I totally and completely remember that in the beginning of my “maternity leave” I had a rough time.  By Wednesday night when DH walked through the door, I was an exhausted mess.  Thursday night, when DH returned from work and walked-in the door, I handed over DS and went upstairs to have a good exhausted-woman-cry-in-the-shower.  By Friday night, I was prepared for the hand-off at the door, and upon hand-off I bolted out of the house to have coffee at Starbucks (decaf of course b/c I was breastfeeding).

So what am I getting at?  ”Life as we know it” as parents is very different from life as we know it while waiting for the Stork.  I don’t really care whether or not you are taking baby care classes or infant CPR (although I think both are excellent ideas) because the reality of life as a new parent is vastly different than anything we can ever learn in school.  As infertile prospective parents we tend to be so focused on our goal of becoming parents that we lose sight of what we are in for when we are parents.  It is a transition the likes of which you just can’t understand until you are living it and why I call it the Leap.  Life As we Know It and even (surprisingly) Master SpongeBob, have nailed it on the head and I highly recommend watching them (when I find out the title of that SpongeBob episode, I will post it and maybe you can find it somewhere and watch it).  Both are totally and completely worth watching.

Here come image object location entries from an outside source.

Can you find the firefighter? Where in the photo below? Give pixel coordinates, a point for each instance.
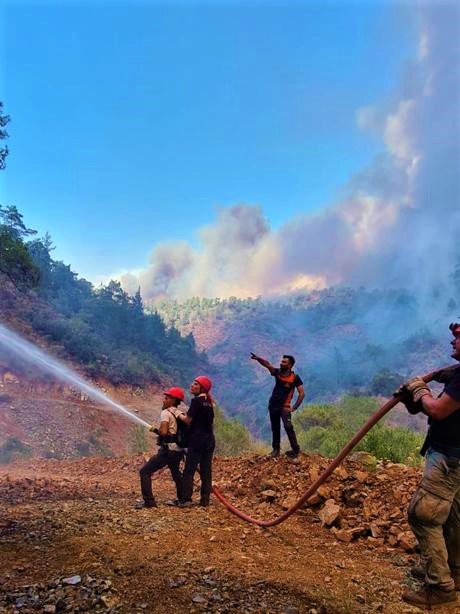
(434, 511)
(279, 405)
(201, 444)
(169, 453)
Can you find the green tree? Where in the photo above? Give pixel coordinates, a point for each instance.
(4, 120)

p.s. please note that I am not complaining about being a parent.  I love every minute of this crazy, full-catastrophe life I am living! I want more kids and my attitude now is much more about enjoying and being mindful of the joy in this experience.  I am just saying that these movies can help prepare you for the full-catastrophe aspect of parenting.

p.p.s.  If you have any other movies that you think are good to watch as prospective parents, post them here.  Maybe we can start a list of “Movies to Watch During the Wait”!!